Saturday, 30 July 2011

Haarlem History

The city of Haarlem was conveniently located only 10 minutes by train from my Great Aunt's house, and I had wanted to visit it ever since I had read, "The Hiding Place" by Corrie Ten Boom.
If you have never read or heard of this story, well...you should read the book. But basically it is the true story of a Dutch woman in her forties who helped Jews in Haarlem during World War II. It is a pretty incredible little book, and I knew I wanted to check out the Corrie Ten Boom Museum which is located in the original house.
The store is still running
It didn't take us long to get there from the train station. The front shop still operates as the "Ten Boom Jewelers" watch and jewelry store, and the museum can be found tucked a little ways down the side alley, where the Ten Booms lived. We arrived about a half hour early for the tour in English, which was perfect!
My friend Brittany had not read the book, and didn't know the story, so it was cool to get her reaction to it.
The house was decorated and arranged to look like it would have during the war years, and there were lots of pictures of the family and characters from the book on the wall.
The Ten Booms' living room
Our guide (who worked on a volunteer basis) was wonderful...very friendly and passionate about the story. She explained about how the Ten Boom household always had their door open to those in need, how they were involved in the Resistance, and how they carefully built the hiding place into Corrie's (already tiny) room by constructing a brick wall, and a sliding panel behind the closet...all seamlessly done. You literally could not tell that it was not original...apart from the fact that they took out the gap for interested tourists like myself!
The false wall.
The tour took maybe an hour, but it was very interesting and, in keeping with Corrie's generous ways, it is free (though you can make a donation, there is absolutely no pressure to do so). There is also a bookstore, selling Corrie's writings in many different languages, and a few other Hiding Place related things. Definitely worth a visit!
The Ten Booms hid ration cards and false identity papers in the sideboards.
After that we explored a little bit more of Haarlem, and I really loved it. While its only a short train ride from Amsterdam, it feels 100% more authentically Dutch, and sooo much less touristed! We literally felt like the only tourists in the city (that is a good thing).

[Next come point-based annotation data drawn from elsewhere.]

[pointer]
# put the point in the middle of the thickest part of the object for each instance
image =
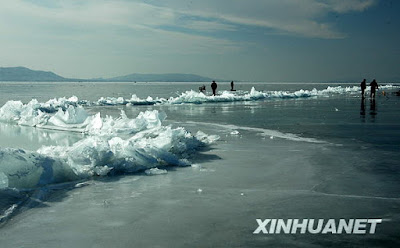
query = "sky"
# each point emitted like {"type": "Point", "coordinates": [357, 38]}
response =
{"type": "Point", "coordinates": [250, 40]}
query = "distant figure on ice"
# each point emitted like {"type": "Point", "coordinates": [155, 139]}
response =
{"type": "Point", "coordinates": [202, 89]}
{"type": "Point", "coordinates": [363, 87]}
{"type": "Point", "coordinates": [374, 86]}
{"type": "Point", "coordinates": [214, 87]}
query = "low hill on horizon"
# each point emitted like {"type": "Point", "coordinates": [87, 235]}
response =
{"type": "Point", "coordinates": [168, 77]}
{"type": "Point", "coordinates": [23, 74]}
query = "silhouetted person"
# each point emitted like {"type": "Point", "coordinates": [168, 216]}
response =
{"type": "Point", "coordinates": [372, 109]}
{"type": "Point", "coordinates": [363, 87]}
{"type": "Point", "coordinates": [374, 86]}
{"type": "Point", "coordinates": [362, 110]}
{"type": "Point", "coordinates": [202, 89]}
{"type": "Point", "coordinates": [214, 87]}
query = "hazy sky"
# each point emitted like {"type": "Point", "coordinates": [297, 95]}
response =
{"type": "Point", "coordinates": [258, 40]}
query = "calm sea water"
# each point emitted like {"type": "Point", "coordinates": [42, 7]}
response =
{"type": "Point", "coordinates": [360, 162]}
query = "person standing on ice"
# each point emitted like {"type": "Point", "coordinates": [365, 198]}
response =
{"type": "Point", "coordinates": [374, 87]}
{"type": "Point", "coordinates": [214, 87]}
{"type": "Point", "coordinates": [363, 87]}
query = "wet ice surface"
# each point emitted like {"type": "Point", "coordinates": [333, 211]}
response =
{"type": "Point", "coordinates": [216, 202]}
{"type": "Point", "coordinates": [256, 170]}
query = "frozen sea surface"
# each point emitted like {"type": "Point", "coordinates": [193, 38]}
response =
{"type": "Point", "coordinates": [329, 155]}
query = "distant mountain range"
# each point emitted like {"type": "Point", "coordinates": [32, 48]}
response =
{"type": "Point", "coordinates": [25, 74]}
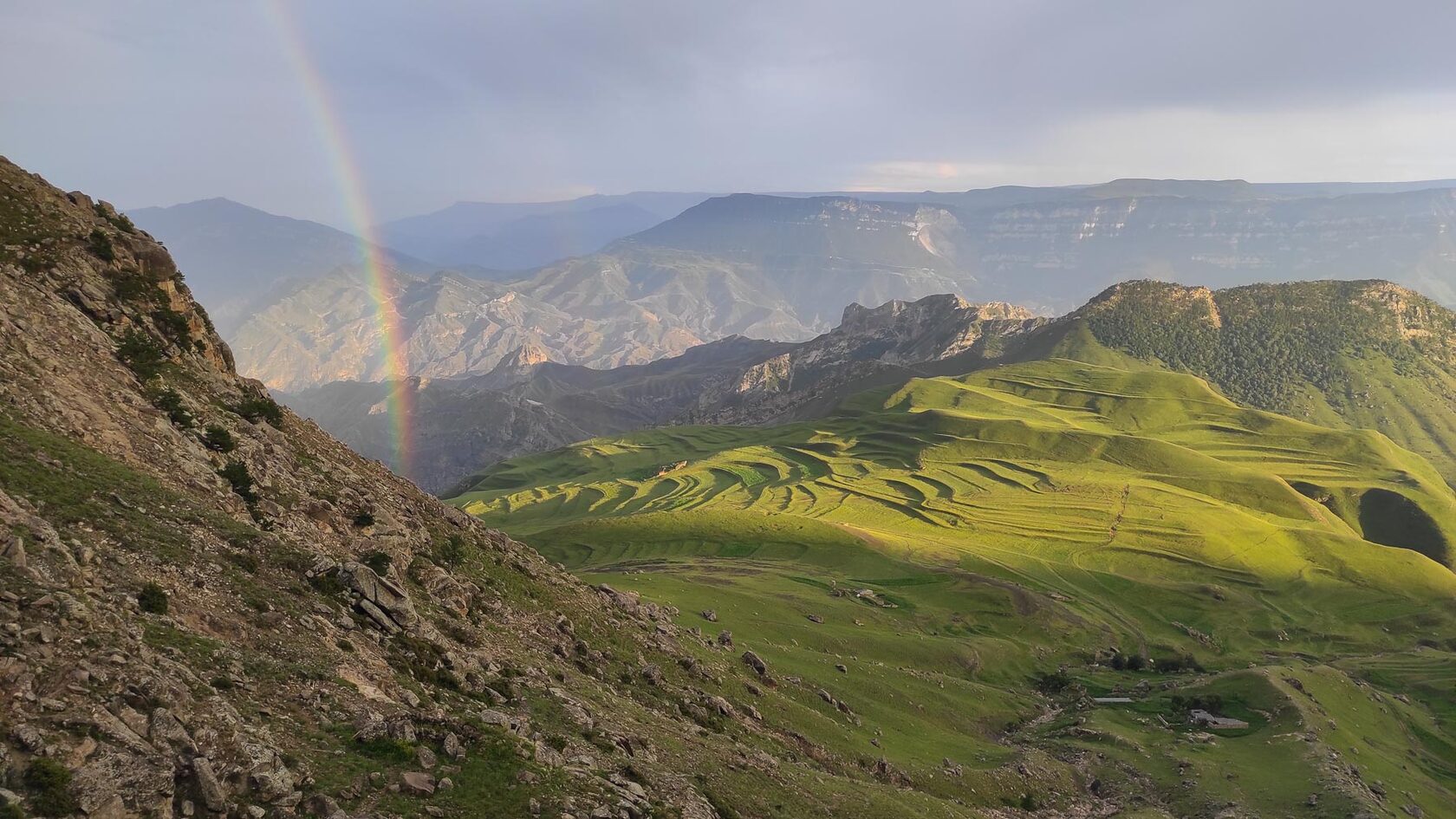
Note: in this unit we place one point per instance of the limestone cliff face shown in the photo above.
(211, 608)
(871, 348)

We even found a delicious fast food stand that sold krokets: a delicious Dutch delicacy, consisting of a thick stew-like filling, breaded and deep-friend to perfection. Brit said she liked them, and I ate....3....yes, I did. They were so good (but not as good as my mom's!).

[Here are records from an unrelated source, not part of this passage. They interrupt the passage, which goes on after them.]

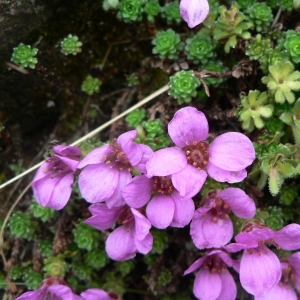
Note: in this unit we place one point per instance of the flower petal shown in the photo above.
(120, 244)
(218, 233)
(240, 203)
(207, 285)
(195, 265)
(260, 270)
(288, 238)
(147, 153)
(96, 156)
(103, 217)
(166, 162)
(97, 183)
(228, 290)
(279, 292)
(197, 233)
(231, 151)
(294, 261)
(189, 181)
(62, 291)
(95, 294)
(225, 176)
(184, 210)
(160, 211)
(188, 125)
(194, 12)
(138, 191)
(132, 150)
(117, 199)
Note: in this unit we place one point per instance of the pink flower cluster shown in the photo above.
(130, 185)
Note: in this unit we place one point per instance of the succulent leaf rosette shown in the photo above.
(183, 86)
(199, 48)
(71, 45)
(252, 108)
(91, 85)
(282, 81)
(131, 10)
(261, 15)
(292, 45)
(24, 56)
(167, 44)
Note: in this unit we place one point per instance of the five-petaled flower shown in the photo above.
(225, 159)
(167, 207)
(126, 240)
(260, 268)
(211, 225)
(108, 169)
(194, 12)
(52, 184)
(213, 281)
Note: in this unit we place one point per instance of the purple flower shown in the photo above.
(109, 169)
(167, 207)
(211, 225)
(225, 159)
(51, 288)
(290, 276)
(52, 184)
(213, 281)
(194, 12)
(125, 241)
(97, 294)
(260, 268)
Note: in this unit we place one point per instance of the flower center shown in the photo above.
(197, 154)
(220, 210)
(126, 216)
(117, 158)
(215, 264)
(58, 166)
(162, 185)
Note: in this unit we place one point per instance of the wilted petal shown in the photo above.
(96, 156)
(98, 183)
(260, 270)
(189, 181)
(279, 292)
(138, 191)
(288, 238)
(225, 176)
(240, 203)
(188, 124)
(184, 210)
(257, 234)
(294, 261)
(231, 151)
(160, 211)
(103, 217)
(132, 150)
(207, 285)
(120, 244)
(166, 162)
(228, 290)
(116, 198)
(194, 12)
(95, 294)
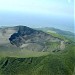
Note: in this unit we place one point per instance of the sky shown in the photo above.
(38, 13)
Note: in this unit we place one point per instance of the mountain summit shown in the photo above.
(35, 40)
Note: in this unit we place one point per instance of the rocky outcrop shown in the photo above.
(31, 39)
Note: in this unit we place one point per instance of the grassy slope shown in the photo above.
(53, 64)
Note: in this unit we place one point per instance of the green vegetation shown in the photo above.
(52, 64)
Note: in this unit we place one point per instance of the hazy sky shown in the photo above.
(38, 13)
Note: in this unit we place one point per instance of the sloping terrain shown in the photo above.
(32, 39)
(33, 52)
(52, 64)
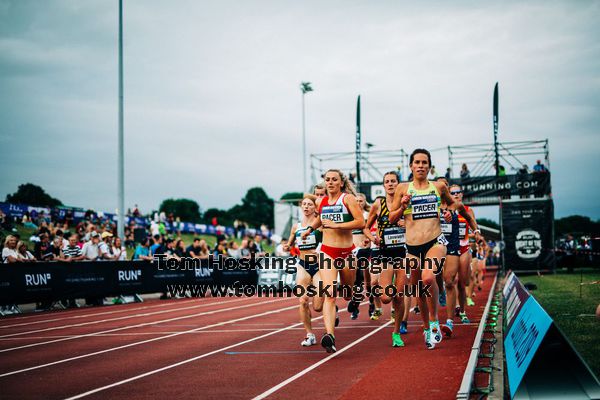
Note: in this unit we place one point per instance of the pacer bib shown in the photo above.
(391, 236)
(337, 212)
(424, 203)
(394, 237)
(312, 240)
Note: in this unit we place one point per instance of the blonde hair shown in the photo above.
(8, 239)
(310, 197)
(347, 186)
(21, 243)
(367, 205)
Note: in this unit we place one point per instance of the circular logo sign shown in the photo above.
(528, 244)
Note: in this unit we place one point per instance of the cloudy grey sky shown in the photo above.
(213, 105)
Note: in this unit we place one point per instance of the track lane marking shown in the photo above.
(189, 360)
(144, 342)
(135, 326)
(100, 321)
(319, 363)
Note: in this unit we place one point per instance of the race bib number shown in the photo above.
(462, 229)
(446, 228)
(442, 240)
(333, 213)
(309, 243)
(394, 237)
(424, 206)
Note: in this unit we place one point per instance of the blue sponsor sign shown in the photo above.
(526, 324)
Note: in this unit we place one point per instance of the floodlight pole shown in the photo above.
(121, 169)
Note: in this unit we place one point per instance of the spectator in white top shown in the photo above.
(24, 254)
(433, 173)
(90, 249)
(279, 251)
(9, 252)
(154, 228)
(65, 242)
(105, 247)
(118, 250)
(72, 252)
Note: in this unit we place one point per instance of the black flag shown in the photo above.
(496, 164)
(358, 142)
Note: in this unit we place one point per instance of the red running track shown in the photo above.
(219, 348)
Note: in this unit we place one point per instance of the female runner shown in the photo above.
(339, 214)
(391, 240)
(420, 201)
(307, 272)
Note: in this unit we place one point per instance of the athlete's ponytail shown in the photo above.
(367, 205)
(347, 185)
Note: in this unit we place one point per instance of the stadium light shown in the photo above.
(305, 88)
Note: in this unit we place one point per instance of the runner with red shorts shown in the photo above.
(339, 214)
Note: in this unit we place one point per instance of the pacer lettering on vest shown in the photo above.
(420, 208)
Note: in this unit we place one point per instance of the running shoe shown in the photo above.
(353, 309)
(328, 343)
(397, 340)
(428, 343)
(436, 333)
(309, 340)
(448, 328)
(464, 319)
(371, 309)
(351, 306)
(404, 327)
(442, 298)
(376, 314)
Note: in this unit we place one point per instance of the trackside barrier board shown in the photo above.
(540, 361)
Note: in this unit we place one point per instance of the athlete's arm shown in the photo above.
(310, 196)
(445, 194)
(315, 224)
(470, 217)
(354, 208)
(291, 240)
(373, 213)
(399, 203)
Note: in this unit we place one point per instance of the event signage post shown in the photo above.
(540, 361)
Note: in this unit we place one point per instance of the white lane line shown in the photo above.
(189, 360)
(85, 315)
(145, 341)
(319, 363)
(43, 314)
(187, 332)
(100, 321)
(137, 326)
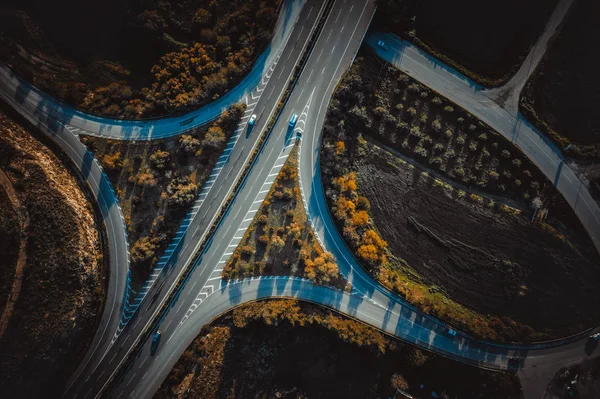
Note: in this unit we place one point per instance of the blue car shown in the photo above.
(293, 120)
(155, 342)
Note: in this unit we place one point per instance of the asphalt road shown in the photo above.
(539, 149)
(83, 123)
(262, 102)
(204, 295)
(91, 173)
(200, 303)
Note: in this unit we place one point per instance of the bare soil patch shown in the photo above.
(492, 265)
(134, 58)
(487, 42)
(493, 261)
(303, 351)
(61, 295)
(280, 240)
(9, 245)
(563, 94)
(157, 181)
(581, 381)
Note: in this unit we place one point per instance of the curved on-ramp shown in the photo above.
(80, 122)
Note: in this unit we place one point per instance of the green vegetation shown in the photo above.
(58, 291)
(561, 96)
(168, 57)
(284, 348)
(445, 138)
(280, 241)
(487, 44)
(157, 181)
(473, 260)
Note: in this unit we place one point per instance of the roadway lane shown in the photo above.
(82, 123)
(514, 127)
(104, 363)
(204, 295)
(333, 53)
(91, 173)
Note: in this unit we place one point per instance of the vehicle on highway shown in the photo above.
(155, 342)
(293, 120)
(252, 120)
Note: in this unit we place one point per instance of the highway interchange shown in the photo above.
(204, 295)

I think I could live in Haarlem.

3 comments:

kristieinbc said...

I would love to see Corrie Ten Boom's house! What a great opportunity! I have to admit I am surprised your friend had not heard of the story.

Jill.and.Regis said...

I was surprised as well. Know what is interesting is, the guide said Corrie's story is much more well known in North America than it is in Holland!

Aneta said...

The Hiding Place is one of my favorite books of all time. It makes me cry every time. That would be a fantastic place to visit!